My parents where at the hospital for a week before everyone decided to fly to Dallas for the usual thanksgiving family reunion stuff. I, of course, decided to stay behind.

The news of "she's been in a coma for 7 weeks. Her health isn't looking good. Im not saying that she won't wake up, but she's shown no improvement in 7 weeks. It's not a good sign" is all it took for me to make the decision to stay.

No one shouldn't be alone on a holiday like thanksgiving or Christmas anyway. Regardless if they are in a hospital or not. Someone needed to stay with Coraly.

"Its just you and me Coraly, although I'm sure you'd be happier if it was just you." I say looking down at Coraly.

I stare at the dog that I got to her on Monday. It is an exact replica of the one I ruined many years ago. I just hope she'll get to see it again.

"I know you don't want to wake up, but please do. None of us want to see anything happen to you. Knowing what you did has already hard enough for us all." I say.

I wasn't expecting much from her but her eyes open and my mouth drops, "Oh my god! Coraly!"

A few doctors walk in for her normal vital signs and they do that as they check her physical ability now. All she's able to do is move her eyes. She can't move her body, she can't speak, she can't move any muscles.

"This is a start Coraly. This is a very good sign sweetheart." The nurse says making eye contact with Coraly.

She walks out and I look at my sister who makes no eye contact with me, "Mom and dad a long with mads and dal are in Dallas for the usual thanksgiving. I know you'd prefer them to be here with you over me, I'm sorry." I say.

Still, no eye contact is made and she pretends to have not heard, "I'll leave you alone now." I say sitting in the same plastic chair I have been.

I pull my phone out of my pocket and text my mom to update on the rather big milestone Coraly has made.

Demi: She opened her eyes. She can't move or speak, but her eyes are open. The doctor said it was a really good sign. They are keeping her on everything she's been on because they don't want to risk her vitals going unstable.

Momma: oh my god! This is amazing! I'm going to cry! Did they say she'd be ok?!

Demi: no, just that this was a good sign.

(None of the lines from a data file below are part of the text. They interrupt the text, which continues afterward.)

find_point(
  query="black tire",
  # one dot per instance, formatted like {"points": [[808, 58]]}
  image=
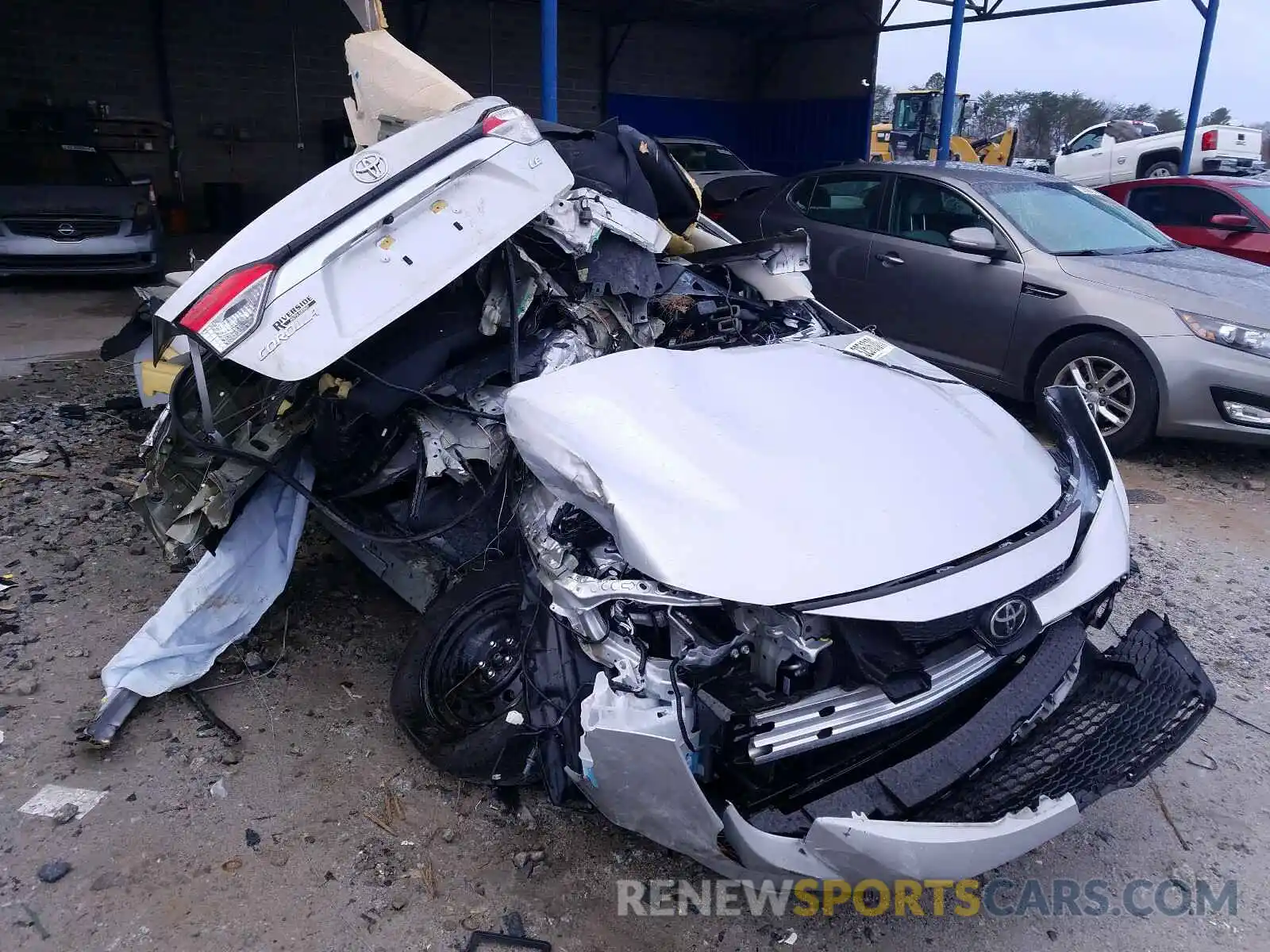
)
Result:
{"points": [[1161, 171], [438, 698], [1141, 425]]}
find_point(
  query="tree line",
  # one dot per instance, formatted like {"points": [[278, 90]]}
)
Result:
{"points": [[1047, 120]]}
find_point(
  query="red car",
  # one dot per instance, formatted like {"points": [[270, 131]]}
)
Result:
{"points": [[1221, 213]]}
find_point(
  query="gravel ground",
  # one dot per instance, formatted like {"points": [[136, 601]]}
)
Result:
{"points": [[324, 831]]}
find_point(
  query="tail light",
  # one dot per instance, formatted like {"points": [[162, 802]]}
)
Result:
{"points": [[143, 217], [512, 125], [232, 309]]}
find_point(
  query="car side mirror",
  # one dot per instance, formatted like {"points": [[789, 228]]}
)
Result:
{"points": [[1231, 222], [977, 241]]}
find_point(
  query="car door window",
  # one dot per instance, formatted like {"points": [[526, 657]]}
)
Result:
{"points": [[800, 196], [1090, 140], [850, 201], [926, 211], [1181, 206]]}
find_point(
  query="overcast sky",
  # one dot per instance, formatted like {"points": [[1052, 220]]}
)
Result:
{"points": [[1141, 54]]}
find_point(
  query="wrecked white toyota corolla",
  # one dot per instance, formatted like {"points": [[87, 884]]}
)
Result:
{"points": [[764, 588]]}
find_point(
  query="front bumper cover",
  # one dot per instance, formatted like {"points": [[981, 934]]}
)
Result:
{"points": [[984, 797]]}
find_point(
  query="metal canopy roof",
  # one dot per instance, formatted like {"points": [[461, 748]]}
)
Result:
{"points": [[741, 14]]}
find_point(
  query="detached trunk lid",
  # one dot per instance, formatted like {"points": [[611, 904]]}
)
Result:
{"points": [[380, 232]]}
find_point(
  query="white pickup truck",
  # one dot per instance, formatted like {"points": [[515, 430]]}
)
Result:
{"points": [[1123, 150]]}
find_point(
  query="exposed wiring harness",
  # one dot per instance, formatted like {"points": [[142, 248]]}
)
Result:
{"points": [[419, 393], [183, 433], [679, 704]]}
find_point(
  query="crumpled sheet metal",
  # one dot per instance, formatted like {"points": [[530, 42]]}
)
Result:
{"points": [[391, 82], [675, 498], [221, 598]]}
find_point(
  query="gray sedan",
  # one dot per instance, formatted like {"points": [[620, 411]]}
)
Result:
{"points": [[1016, 281], [67, 209]]}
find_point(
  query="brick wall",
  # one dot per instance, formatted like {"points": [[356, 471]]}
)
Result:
{"points": [[230, 65]]}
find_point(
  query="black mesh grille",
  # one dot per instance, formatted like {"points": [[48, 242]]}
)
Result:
{"points": [[1130, 710]]}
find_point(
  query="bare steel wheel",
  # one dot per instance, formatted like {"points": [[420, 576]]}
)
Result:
{"points": [[1106, 387], [1117, 381]]}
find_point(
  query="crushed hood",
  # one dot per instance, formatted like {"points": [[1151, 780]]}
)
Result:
{"points": [[784, 473], [1191, 278]]}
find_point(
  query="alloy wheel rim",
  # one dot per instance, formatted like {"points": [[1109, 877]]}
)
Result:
{"points": [[1108, 390], [476, 674]]}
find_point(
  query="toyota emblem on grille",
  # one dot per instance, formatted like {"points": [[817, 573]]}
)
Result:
{"points": [[370, 168], [1007, 620]]}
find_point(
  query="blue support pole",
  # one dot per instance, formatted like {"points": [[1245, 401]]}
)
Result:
{"points": [[949, 112], [550, 98], [1206, 46]]}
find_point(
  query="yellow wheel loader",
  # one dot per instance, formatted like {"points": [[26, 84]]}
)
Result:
{"points": [[914, 132]]}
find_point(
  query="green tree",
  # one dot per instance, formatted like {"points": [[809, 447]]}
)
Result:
{"points": [[1142, 112], [883, 99]]}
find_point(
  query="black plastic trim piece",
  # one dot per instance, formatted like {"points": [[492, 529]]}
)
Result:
{"points": [[1033, 532], [378, 192], [1041, 291]]}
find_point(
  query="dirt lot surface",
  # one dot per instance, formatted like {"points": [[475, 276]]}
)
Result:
{"points": [[324, 831]]}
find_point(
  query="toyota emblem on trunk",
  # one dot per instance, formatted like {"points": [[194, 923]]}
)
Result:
{"points": [[370, 168], [1007, 620]]}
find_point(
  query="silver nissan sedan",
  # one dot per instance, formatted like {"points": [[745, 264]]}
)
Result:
{"points": [[1016, 281], [67, 209]]}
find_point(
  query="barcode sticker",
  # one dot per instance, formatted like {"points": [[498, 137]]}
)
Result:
{"points": [[869, 347]]}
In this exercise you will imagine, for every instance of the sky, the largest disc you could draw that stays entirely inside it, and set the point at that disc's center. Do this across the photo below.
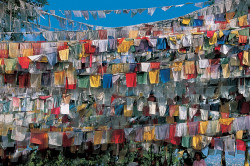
(117, 20)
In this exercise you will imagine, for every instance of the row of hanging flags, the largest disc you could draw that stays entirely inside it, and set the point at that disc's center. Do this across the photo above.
(187, 85)
(28, 10)
(102, 13)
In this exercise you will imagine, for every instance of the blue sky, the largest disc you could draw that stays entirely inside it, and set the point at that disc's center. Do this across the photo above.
(117, 20)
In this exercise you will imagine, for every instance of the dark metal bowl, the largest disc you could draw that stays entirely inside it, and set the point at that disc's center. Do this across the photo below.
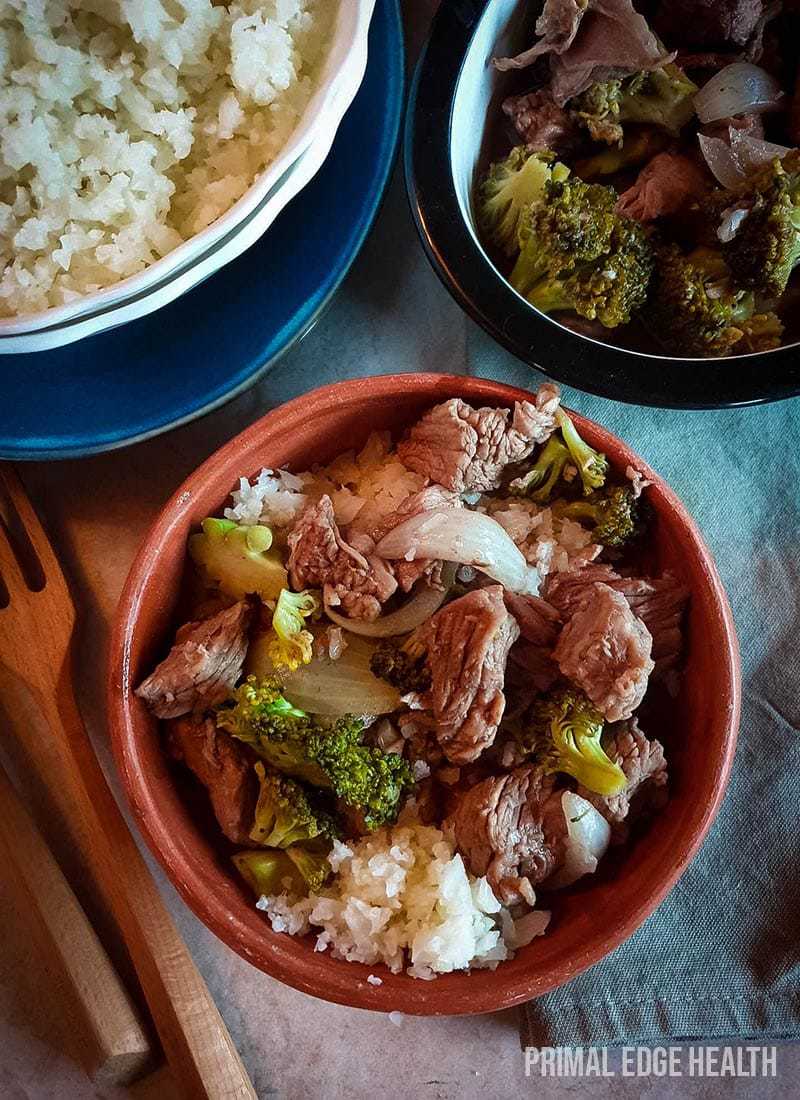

Momma: that's better than what we heard before we left. Please keep me updated. I still want Madison to know nothing. I don't want her hopes up now because it is possible Coraly can take a turn for the worst again.

Demi: K

"Moms excited you're awake." I say.


Coralys pov

So this is what it feels like to be dead with vision. Unable to move, unable to speak, but able to hear and see. This wasn't the dead I was going for. I was going for the dead, 6 feet under the grave, type thing. Not the feeling of physically dead but able to see and hear.

I don't know how I continuously fuck this up. This is the 5th one and I'm still not dead yet. It sucks. Why does the universe hate me so much? Why won't it let me die? What does it have to keep torturing me? I'm willing to accept defeat and cowards way out of here, so why does it have to keep this awful game going? Why do I continuously have to suffer?

"You scared us all." Demi says.

No I didn't. None of you care. You literally just proved that. I'm was in a coma and yet everyone is in Dallas. I don't mean anything to any of you, especially you. You've made that very clear from the start. You continue to make it very clear.